Without a traction motor current transducer, overworked motors stay invisible. Excessive current draw can quietly point to issues like mechanical drag, wheel slip, cooling problems, or improper loading, but by the time a failure shows up, the damage is already done. That usually means unexpected downtime, expensive repairs, and operational disruption.
Now compare that to having real-time traction motor current data flowing into LocoWatch.
With a current transducer in place, you don’t just see that the locomotive is running, you see how it’s running. Spikes, sustained overcurrent conditions, and abnormal patterns become early warning signs instead of post-mortem clues. Maintenance teams can intervene sooner, before heat, stress, and wear turn into catastrophic failures.
This isn’t about adding complexity. It’s about replacing assumptions with facts:
- Are motors being pushed beyond their normal operating range?

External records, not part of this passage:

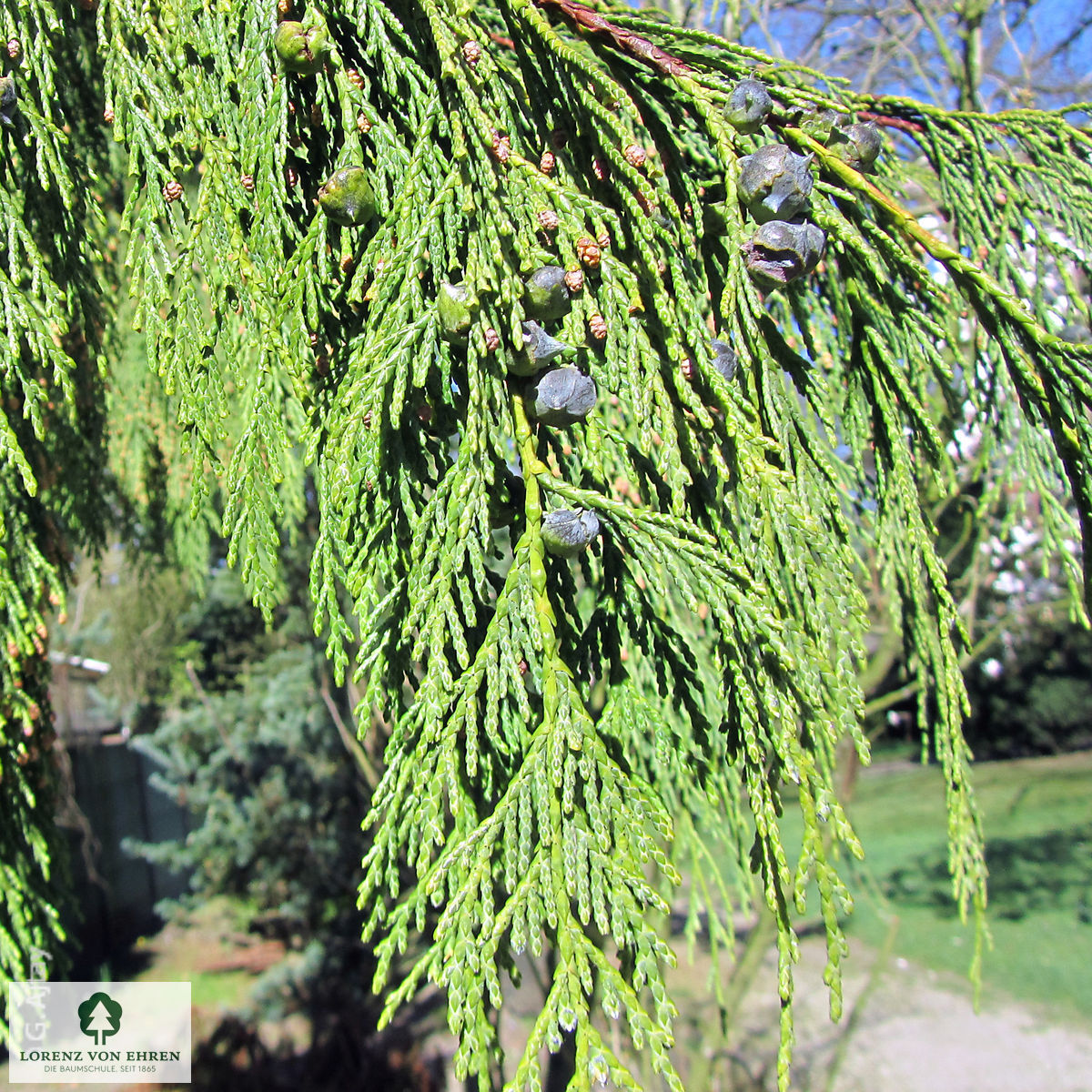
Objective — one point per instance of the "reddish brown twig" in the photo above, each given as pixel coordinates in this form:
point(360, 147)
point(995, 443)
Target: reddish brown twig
point(885, 119)
point(626, 41)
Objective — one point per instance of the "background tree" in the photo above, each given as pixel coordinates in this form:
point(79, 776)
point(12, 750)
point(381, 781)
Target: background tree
point(568, 727)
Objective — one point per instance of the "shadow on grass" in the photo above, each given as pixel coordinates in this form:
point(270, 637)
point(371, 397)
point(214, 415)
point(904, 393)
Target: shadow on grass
point(234, 1057)
point(1026, 876)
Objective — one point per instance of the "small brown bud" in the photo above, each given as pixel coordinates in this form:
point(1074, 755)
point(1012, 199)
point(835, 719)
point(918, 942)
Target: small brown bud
point(588, 251)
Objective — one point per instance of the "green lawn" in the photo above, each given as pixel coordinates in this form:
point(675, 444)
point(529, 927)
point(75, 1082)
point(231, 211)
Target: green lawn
point(1037, 816)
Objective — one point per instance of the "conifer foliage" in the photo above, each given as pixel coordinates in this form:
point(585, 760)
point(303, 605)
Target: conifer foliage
point(611, 620)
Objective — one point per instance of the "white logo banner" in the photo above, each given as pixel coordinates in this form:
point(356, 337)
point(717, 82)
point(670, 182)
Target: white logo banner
point(99, 1032)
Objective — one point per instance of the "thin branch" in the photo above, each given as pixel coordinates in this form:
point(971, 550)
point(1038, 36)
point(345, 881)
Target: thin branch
point(626, 41)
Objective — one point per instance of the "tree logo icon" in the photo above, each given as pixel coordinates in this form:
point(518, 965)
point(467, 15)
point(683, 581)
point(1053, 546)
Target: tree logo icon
point(99, 1016)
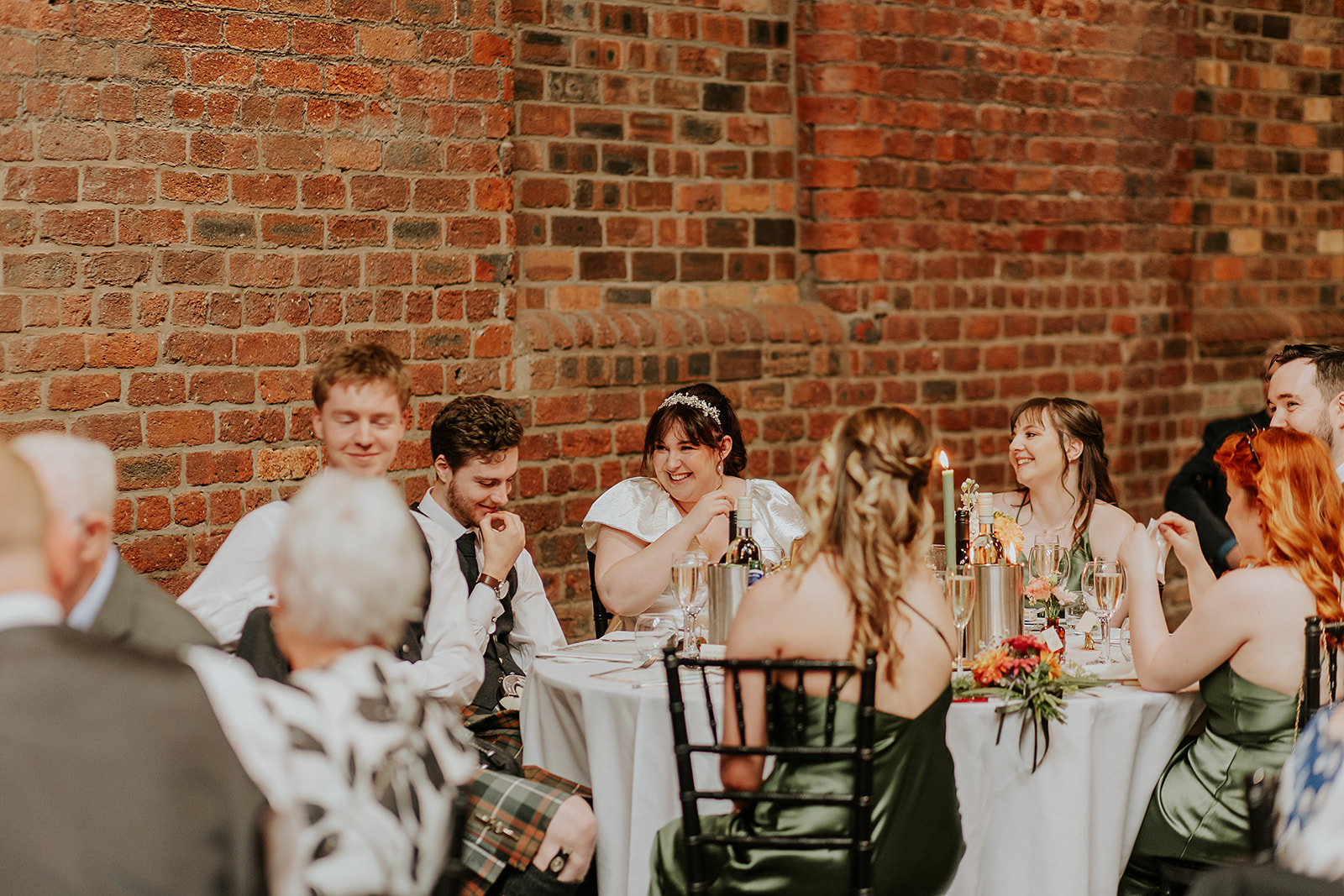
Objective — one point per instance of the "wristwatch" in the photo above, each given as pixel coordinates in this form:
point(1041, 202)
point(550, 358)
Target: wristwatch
point(558, 862)
point(491, 582)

- Is one unit working harder than others in the consist?
- Are operating practices accelerating wear without anyone knowing?
Traction motors are too critical, and too expensive, to run blind.
When you can see current, you can protect assets, reduce unplanned outages, and make smarter maintenance decisions based on actual load and usage ... not guesswork.
Visibility isn’t a luxury. It’s the difference between reacting to failures and preventing them.